Rustic Experiments with Juicy, Fresh Berries
I make my jazzed-up schiacciata with any of the following fresh berries:  blueberries, blackberries, raspberries or grapes. The latter is my last choice since my juicier experiments with ripe berries are more elegant and luscious in taste.  I have also tried sliced fresh mango, though when it’s baked, the mango flavour is muted.

After the focaccia dough has risen twice with intermittent punch down and 3 minutes of kneading, press out the dough flat onto a baking sheet. Before laying on fruit, press into the warm dough:  freshly grated ginger root, followed by freshly pounded aniseed –about 2-3 tablespoons per large cookie sheet of dough.

Freshly baked raspberry, blackberry and blueberry focaccia --bursting with summer juices.
Freshly baked raspberry, blackberry and blueberry focaccia –bursting with summer juices. Photo by J. Chong. Flavoured with cinnamon, nutmeg, aniseed and grated ginger root.

That’s the secret, flavourful gentle kicker that is both east-west mysterious. I have even tried peeled and seeded ripe lichees also –lovely. They are married with fresh blueberries or another berry. Lichees taste like a fragrant grape.

After gently pressing into the dough, fresh whole blueberries, raspberries or blackberries, sprinkle all over the focaccia with  cinnamon, cardamom or nutmeg if you wish.  Grate fresh lemon rind of 1 lemon, squeeze fresh lemon juice and drizzle all over with fresh honey.
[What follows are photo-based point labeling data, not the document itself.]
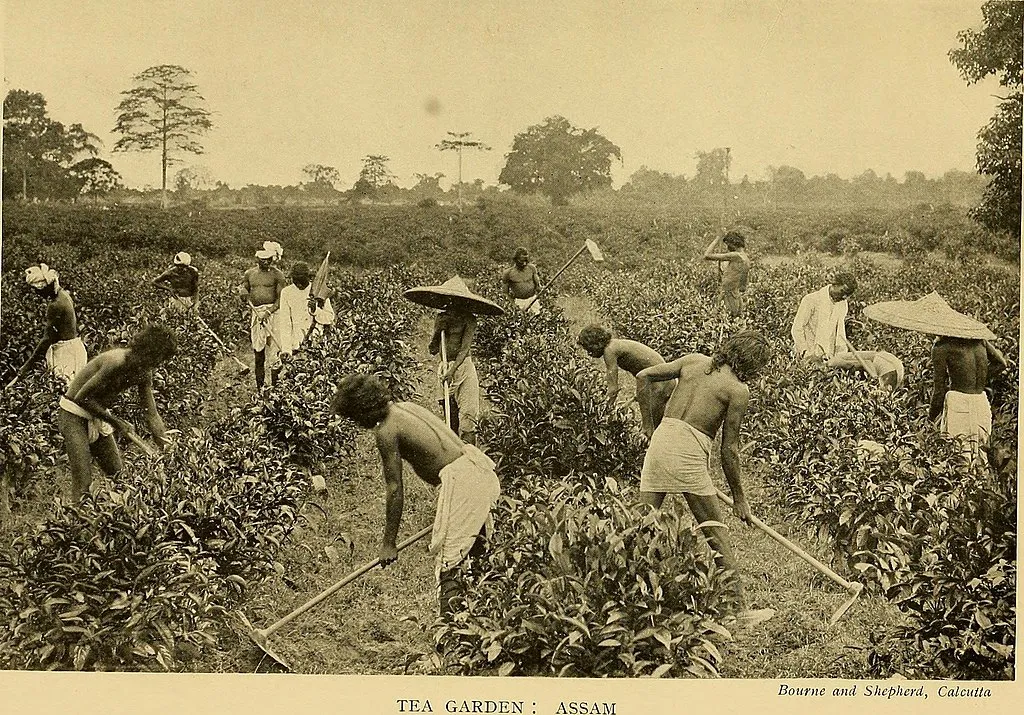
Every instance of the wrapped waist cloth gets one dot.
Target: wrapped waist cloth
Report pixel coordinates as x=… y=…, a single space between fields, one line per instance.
x=678 y=460
x=97 y=427
x=468 y=492
x=67 y=358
Dessert focaccia to relax on the balcony.
Dessert focaccia to relax on the balcony –simple and healthy. No sugar, no eggs nor butter.
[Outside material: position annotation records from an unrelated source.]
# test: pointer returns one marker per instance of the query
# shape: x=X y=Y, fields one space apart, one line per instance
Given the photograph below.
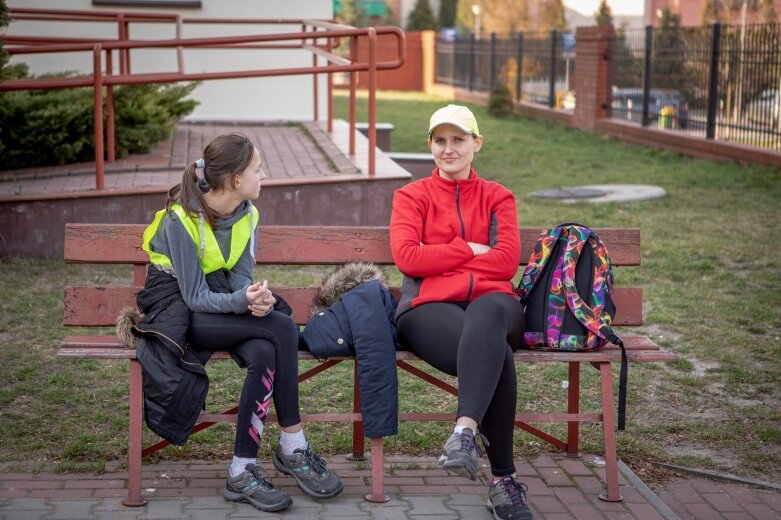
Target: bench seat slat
x=98 y=306
x=639 y=348
x=121 y=244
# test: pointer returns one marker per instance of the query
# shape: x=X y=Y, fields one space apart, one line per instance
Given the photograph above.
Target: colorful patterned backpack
x=567 y=294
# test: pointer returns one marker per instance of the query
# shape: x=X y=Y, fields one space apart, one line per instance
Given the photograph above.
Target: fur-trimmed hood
x=344 y=278
x=128 y=318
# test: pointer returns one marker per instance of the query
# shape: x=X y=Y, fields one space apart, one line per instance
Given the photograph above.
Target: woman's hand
x=261 y=301
x=478 y=249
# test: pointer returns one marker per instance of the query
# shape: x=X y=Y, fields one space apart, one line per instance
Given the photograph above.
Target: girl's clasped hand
x=261 y=301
Pop into the oven, 475-500 degrees F for 15 minutes or until the dough is springy firm and very lightly golden. The hot berries might have burst abit by now.

Be sure to eat while still warm  –the berries or warm grapes explode sweetly in your mouth while also the dough is still abit soft.  A perfect healthy dessert that celebrates summer goodness and joy.

8 Comments Add yours

  1. timethief says:

    Oh boy – do these ever look delicious. 🙂 Your photos are so good and I can’t wait to prod hubby in this direction. Of all the fruits berries are my favorites. I never thought of having them with lichees. But then I’ve never thought of dessert focaccia as we have always had the savory kind. Thanks for posting the eye candy and recipe too.


    1. Jean says:

      It’s yummers and absolutely easy. One could use pizza dough as a short cut. I like my dough that I make, because it’s softer (to me). I really do take a free-form, creative approach to making one each time. Each time it’s different. Wishing you this summer dessert one lovely evening! It makes a very different dish for guests also. It just has to be served warm at least. 🙂


  2. Hi Jean, only the other day I was thinking that no one ever makes bread with liquorice and I guess aniseed is pretty close in flavour to that, I have never tried making bread with fresh fruit, apart from apples, and I think this sounds amazingly luscious! I might have seen a version of this made with pine nuts and grapes, not sure. I have a berry allergic husband, so we don’t make a whole lot with berries, but ginger root and aniseed sound perfect. I might have to make it just for me! 😀


  3. Jean says:

    You would find it very easy since focaccia dough is pretty basic (but then all healthy breads are like that). Yes, the grape bread at the bakery had pine nuts also. Wonder if he would be allergic to fresh figs because I’ve tried it with peeled and cut fresh figs also. It is also wonderful with other spices.

    Many possibilities! Enjoy the gustatory explorations.


  4. ava says:

    My favorite fruits, berries(unfortunately this is not indigenous to the Philippines, I only get my doses on yogurt flavored berries) and lychee! This can’t go any wrong for me! Send me some Ms. Jean.!


    1. Jean says:

      Wish I could get fresh fruit past customs to you, Ava! Yes, blueberries and raspberries need just abit cooler weather. Here in Canada they are only grown and available for a few months. But we love it. And that includes blackberries which the natural “wild” ones are delicious. I love fresh lychees when I can get them from usually Asian stores. Although some of the big supermarket chains in larger Canadian cities do sell them for a limited time.


    1. Jean says:

      It’s easy to make if you get pre-made dough from the store.